I'm just learning and couldn't get these pictures in the right order. This is the cemetery in Kentucky that we have been trying to have restored for several years. It is near the Trunnell house outside Shepherdsville, KY where Henry Trunnell and his wife Mary Jane Field Bowman raised their large family. Mary Jane had been married before to Jacob Bowman who had a large farm/plantation. Jacob became ill, and died at the age of 30. Henry Trunnell ran the farm during Jacob's illness and was a divorced man with the custody of his two children, Philip and Arabella. Before Jacob died, he told Mary Jane that after his death she should marry Henry because he was a good man and would take good care of her and the farm. In his will he said he wanted the half-acre family graveyard maintained and never to be sold out of the family.

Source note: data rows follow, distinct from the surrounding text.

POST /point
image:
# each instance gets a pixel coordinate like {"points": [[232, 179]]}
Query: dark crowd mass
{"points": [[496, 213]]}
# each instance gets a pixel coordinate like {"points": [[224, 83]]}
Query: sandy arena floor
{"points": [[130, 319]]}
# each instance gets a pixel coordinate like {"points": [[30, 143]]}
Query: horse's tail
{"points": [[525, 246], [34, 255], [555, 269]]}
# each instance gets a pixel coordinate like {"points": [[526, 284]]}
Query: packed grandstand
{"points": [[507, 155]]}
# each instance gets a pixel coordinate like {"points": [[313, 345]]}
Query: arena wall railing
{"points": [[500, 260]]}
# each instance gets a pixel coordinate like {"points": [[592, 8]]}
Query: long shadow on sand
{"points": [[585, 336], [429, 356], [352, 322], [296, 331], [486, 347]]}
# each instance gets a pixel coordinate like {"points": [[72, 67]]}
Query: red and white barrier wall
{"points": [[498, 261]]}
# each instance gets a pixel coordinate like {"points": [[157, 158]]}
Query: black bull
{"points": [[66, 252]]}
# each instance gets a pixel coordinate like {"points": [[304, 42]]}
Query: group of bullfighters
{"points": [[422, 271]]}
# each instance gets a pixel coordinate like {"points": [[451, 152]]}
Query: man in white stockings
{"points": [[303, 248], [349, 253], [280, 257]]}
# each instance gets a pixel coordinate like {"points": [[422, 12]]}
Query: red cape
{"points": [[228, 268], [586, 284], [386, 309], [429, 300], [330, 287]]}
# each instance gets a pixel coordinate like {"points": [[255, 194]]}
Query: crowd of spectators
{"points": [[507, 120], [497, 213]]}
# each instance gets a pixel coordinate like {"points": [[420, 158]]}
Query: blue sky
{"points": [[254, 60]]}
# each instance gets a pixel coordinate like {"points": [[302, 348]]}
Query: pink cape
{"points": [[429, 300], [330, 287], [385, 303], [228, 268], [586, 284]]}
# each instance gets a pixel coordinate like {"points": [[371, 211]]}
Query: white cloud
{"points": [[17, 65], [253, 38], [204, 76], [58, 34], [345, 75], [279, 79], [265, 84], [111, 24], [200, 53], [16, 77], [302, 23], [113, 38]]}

During the 160 years since Jacob's death the cemetery fell into disrepair. It was on a corner and an up-scale development grew up around it. Most people had no idea it was a cemetery, it just looked like a thicket of trees, weeds and junk that blocked their vision as they drove around the corner. In the summer vines grew up over all the graves, trees had grown up and broken stones and young kids on 4-wheelers had gotten in and knocked over and broken other stones. We were unable to find anyone to hire to clean it up until David Strange, the Director of the Bullitt County History Museum took it on as a project. Some of the nearby neighbors had voluntarily gone in and begun to clear out the brush and junk. David co-ordiniated a large group of people including surveyors, county road people, and neighbors interested in cleaning up the eyesore. Many in the extended Trunnell family contributed funds most of which were used to construct a fence. A local man donated his time and repaired the stones- one had been broken into 4 pieces. We only raised enough money to fence 2 sides and are hoping to fence one other short side that borders on the road. The long side on the back borders on the neighbors who do the mowing and they have requested that it be left open to their yard for ease of upkeep.